Ojha is also hopeful of landing a county deal later this year. He says he had to pass up an opportunity to play for Middlesex last year as it clashed with the Duleep Trophy. "If I get a chance I will definitely look to play," he says. "Previously when I played for Surrey, I learnt a lot. You get to bowl a lot as a professional and the whole team depends on you. So, that is a challenge and you grow as a cricketer."
"I don't think like a cricketer when I am at home. I just go home as a normal boy and enjoy my life"
For now, Ojha feels he is better for the experience of being one of the senior players in the Bengal side, which has made the knockouts of the Vijay Hazare.
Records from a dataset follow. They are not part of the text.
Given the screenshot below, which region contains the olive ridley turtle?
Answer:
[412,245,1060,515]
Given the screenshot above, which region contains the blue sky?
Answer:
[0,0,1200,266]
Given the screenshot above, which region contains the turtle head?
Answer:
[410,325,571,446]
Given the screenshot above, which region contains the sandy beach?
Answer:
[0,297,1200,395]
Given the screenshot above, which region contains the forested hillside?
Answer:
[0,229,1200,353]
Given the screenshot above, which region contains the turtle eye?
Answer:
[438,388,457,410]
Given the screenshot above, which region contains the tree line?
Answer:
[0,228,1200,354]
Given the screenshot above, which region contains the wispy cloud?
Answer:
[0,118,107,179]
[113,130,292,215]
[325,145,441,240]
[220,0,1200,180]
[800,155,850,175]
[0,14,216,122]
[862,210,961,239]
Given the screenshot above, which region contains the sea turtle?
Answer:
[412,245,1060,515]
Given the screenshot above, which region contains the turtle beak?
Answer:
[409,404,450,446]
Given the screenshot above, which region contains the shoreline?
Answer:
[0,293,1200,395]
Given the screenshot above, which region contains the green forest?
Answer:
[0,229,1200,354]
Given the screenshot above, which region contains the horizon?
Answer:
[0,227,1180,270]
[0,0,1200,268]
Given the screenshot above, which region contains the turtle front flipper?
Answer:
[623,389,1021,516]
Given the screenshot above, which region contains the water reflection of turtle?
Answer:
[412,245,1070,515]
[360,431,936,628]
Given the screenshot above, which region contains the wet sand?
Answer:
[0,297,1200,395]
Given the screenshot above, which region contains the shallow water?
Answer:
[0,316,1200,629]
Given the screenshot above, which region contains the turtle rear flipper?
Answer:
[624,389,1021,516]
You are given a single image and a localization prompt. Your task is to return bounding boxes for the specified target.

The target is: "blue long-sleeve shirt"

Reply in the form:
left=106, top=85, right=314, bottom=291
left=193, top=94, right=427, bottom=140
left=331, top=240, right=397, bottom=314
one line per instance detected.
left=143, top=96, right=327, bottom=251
"If you see, we have got some great cricketers in Bengal. We have got Manoj [Tiwary], Wriddhi [Wriddhiman Saha], [Ashoke] Dinda and [Mohammad] Shami," he says. "When you have so many good players in the team, you look to do well and you try to compete with each other. When everybody is giving their best, you also try to match them and the best performances come out. "Sairaj Bahutule has a lot of inputs, not only as a former spinner but also as a coach. Keeping the team together is the most important thing. When it is a team game, everybody should work towards one goal because you have different minds. He is doing it superbly."
Ojha also says he doesn't agonise over an international comeback. "Right now, I am just thinking about working hard and just going out there and bowling the best I can," he says.
"I am blessed with a good family - my parents and my wife really don't discuss cricket at home, and to a certain extent, I don't think like a cricketer when I am at home. It's the biggest plus point that my family doesn't ask me questions about my cricket or anything. I just go home as a normal boy and just enjoy my life."